Uma alentada carreira não significa, necessariamente, produtividade em queda. Pelo contrário. A faixa acima de 50 anos exibe garra e disposição para o trabalho duro, sem falar dos diferenciais únicos que carrega. Para se obter resultados sólidos, soluções criativas e navegar em águas revoltas, os times multigeracionais são, comprovadamente, a alternativa mais acertada, reunindo talentos com variadas visões de mundo e pródigos de habilidades.

Mas então por que tanto preconceito em incorporar os experimentados à rotina de novas equipes? A única resposta compreensível está no valor pago pelas entregas. O patamar salarial atingido na trajetória profissional reflete o valor real da sua hora de trabalho, esculpida após milhares e milhares de dias de treino, de prática e de desafios encarados. E como tirar igual resultado dos aprendizes, a quem se paga bem menos? Precisa de sênior, sim senhor.

A turma dos 50+ representa um quinto da força de trabalho do Brasil e será majoritária em poucas décadas, graças à longevidade. Padrões de consumo e o conjunto de demandas sociais já estão se transformando em função de uma realidade cada vez mais prateada. Se o mercado laboral não promover ajustes para incorporar pessoas e valores desse grupo, perderá em dobro.

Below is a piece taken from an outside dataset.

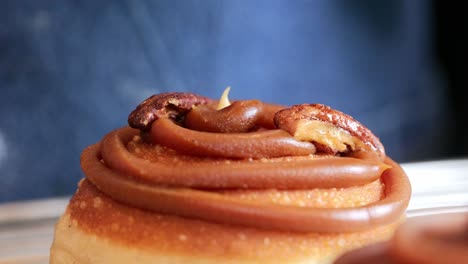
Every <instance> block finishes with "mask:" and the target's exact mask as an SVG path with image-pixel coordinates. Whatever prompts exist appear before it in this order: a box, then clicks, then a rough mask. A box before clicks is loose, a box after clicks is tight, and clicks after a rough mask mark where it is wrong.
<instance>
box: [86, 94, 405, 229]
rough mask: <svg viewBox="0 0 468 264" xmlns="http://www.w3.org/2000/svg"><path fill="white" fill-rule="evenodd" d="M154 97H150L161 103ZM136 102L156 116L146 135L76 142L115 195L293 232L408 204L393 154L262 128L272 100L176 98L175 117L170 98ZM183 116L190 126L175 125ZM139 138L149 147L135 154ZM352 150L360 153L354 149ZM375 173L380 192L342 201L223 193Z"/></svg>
mask: <svg viewBox="0 0 468 264" xmlns="http://www.w3.org/2000/svg"><path fill="white" fill-rule="evenodd" d="M165 96H166V97H167V95H165ZM192 97H194V96H192ZM192 97H187V98H188V99H187V100H189V99H190V100H189V102H190V104H191V103H192V102H198V101H200V100H199V99H197V98H199V97H196V96H195V97H194V98H196V99H197V100H198V101H196V100H195V101H194V100H192V99H193V98H192ZM152 98H153V97H152ZM184 98H185V97H184ZM159 99H161V98H159V97H154V98H153V99H152V100H153V101H155V102H157V104H156V105H158V106H164V105H165V104H163V103H162V102H160V101H158V100H159ZM176 99H177V100H178V101H180V100H181V99H180V98H176ZM184 100H185V99H184ZM174 102H176V101H174ZM144 105H145V107H146V108H144V111H142V113H144V114H141V116H149V117H151V118H150V119H151V120H152V119H155V120H154V121H152V124H149V126H150V127H151V129H150V131H147V130H145V131H144V133H146V135H147V134H148V133H149V137H147V138H149V139H150V141H149V142H144V141H142V140H141V138H140V137H139V132H138V130H134V129H131V128H122V129H118V130H115V131H113V132H111V133H109V134H108V135H107V136H106V137H105V138H104V139H103V140H102V141H101V143H100V144H96V145H93V146H90V147H88V148H87V149H85V150H84V151H83V155H82V158H81V166H82V169H83V171H84V173H85V174H86V177H87V178H88V179H89V180H90V181H91V182H92V183H93V184H94V185H96V187H97V188H98V189H99V190H101V191H102V192H104V193H105V194H107V195H109V196H111V197H112V198H114V199H115V200H117V201H120V202H123V203H126V204H129V205H132V206H135V207H138V208H144V209H149V210H152V211H155V212H159V213H164V214H171V215H177V216H183V217H188V218H196V219H202V220H206V221H210V222H215V223H222V224H231V225H242V226H250V227H255V228H262V229H270V230H279V231H292V232H355V231H363V230H367V229H369V228H374V227H377V226H381V225H386V224H390V223H393V222H395V221H397V220H398V219H400V217H401V216H402V214H403V213H404V210H405V209H406V206H407V204H408V201H409V198H410V192H411V188H410V184H409V181H408V179H407V177H406V175H405V173H404V172H403V170H402V169H401V168H400V167H399V166H398V164H396V163H395V162H393V161H392V160H391V159H389V158H386V159H385V163H382V162H381V161H380V160H378V159H377V160H373V159H372V158H368V157H372V156H373V155H356V156H355V157H351V156H353V155H352V154H353V153H348V157H343V156H342V157H339V156H329V155H323V156H322V155H317V154H316V153H315V151H316V149H315V147H314V145H313V144H312V143H310V142H301V141H297V140H296V139H294V138H293V137H292V136H291V135H290V134H288V133H287V132H285V131H283V130H280V129H267V128H268V126H271V124H272V123H273V116H274V115H273V112H274V111H275V110H277V109H279V108H280V107H279V106H274V105H273V106H271V105H270V106H268V105H266V104H265V105H264V104H262V103H261V102H259V101H244V102H242V101H240V102H238V103H235V104H232V105H231V106H229V107H227V108H225V109H222V110H220V111H216V112H214V113H211V114H209V113H208V112H207V109H210V106H209V105H208V106H206V105H207V104H198V105H197V106H195V109H204V110H203V111H202V112H198V113H197V111H198V110H197V111H194V114H193V115H191V114H190V112H191V111H188V112H189V113H188V114H185V112H187V110H186V108H184V109H183V110H184V111H185V112H184V115H183V116H175V117H174V116H173V114H174V113H179V112H177V111H174V106H171V108H170V109H169V110H170V111H171V112H170V113H171V114H169V115H167V112H166V111H165V110H164V109H162V108H158V109H159V110H158V111H159V112H154V111H152V110H151V109H150V108H148V107H149V106H148V105H150V103H148V101H145V102H144ZM187 105H188V104H187ZM137 109H138V108H137ZM200 113H203V115H204V116H205V117H206V118H207V119H206V120H205V119H204V117H203V116H201V115H200ZM136 114H137V115H138V114H139V113H136ZM132 115H135V113H134V112H132ZM138 116H140V115H138ZM171 116H172V117H171ZM228 116H229V118H228ZM265 116H266V117H265ZM231 117H232V118H231ZM150 119H141V120H140V121H141V122H140V123H145V124H146V123H147V121H148V120H150ZM259 120H263V121H261V122H260V121H259ZM267 120H268V121H267ZM176 122H177V123H176ZM183 122H185V124H190V126H191V127H192V128H195V129H196V130H194V129H190V128H186V127H183V126H184V125H183V124H181V123H183ZM218 122H220V124H218V125H216V124H217V123H218ZM185 126H186V125H185ZM259 128H260V129H259ZM206 131H210V132H206ZM220 132H224V133H220ZM234 132H235V133H234ZM242 132H244V133H242ZM377 140H378V139H377ZM139 141H141V142H139ZM132 142H133V143H132ZM135 142H139V146H140V147H138V144H135ZM135 145H137V147H135ZM132 146H133V148H132ZM148 146H150V147H149V148H150V149H152V151H150V152H149V153H150V154H149V155H141V149H143V148H146V149H148ZM151 152H153V153H152V154H151ZM145 153H148V152H145ZM318 154H319V153H318ZM360 156H362V157H366V158H356V157H360ZM374 156H375V155H374ZM390 167H391V168H390ZM389 168H390V169H389ZM377 180H380V181H381V182H382V183H383V185H384V197H382V199H380V200H378V201H375V202H373V203H370V204H365V205H362V206H358V207H351V208H349V207H344V208H317V207H310V206H296V205H284V204H277V203H262V202H259V201H255V200H253V201H252V200H245V199H237V198H235V197H233V196H230V195H226V193H225V191H229V190H234V191H236V190H269V189H278V190H307V189H316V188H350V187H354V186H362V185H365V184H370V183H372V182H375V181H377Z"/></svg>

Em adição a este quadro mutante, a economia brasileira, gradualmente, se reaquece e não vem encontrando jovens capacitados em número suficiente para ocupar as vagas demandadas em várias áreas. O que se viveu não se perde. O conhecimento absorvido pode ser usado em novas atuações, tal qual ferramentas úteis. Algumas habilidades podem até ser engavetadas e outras, adquiridas. Mas os sêniores têm paciência para se ajustar ao ambiente.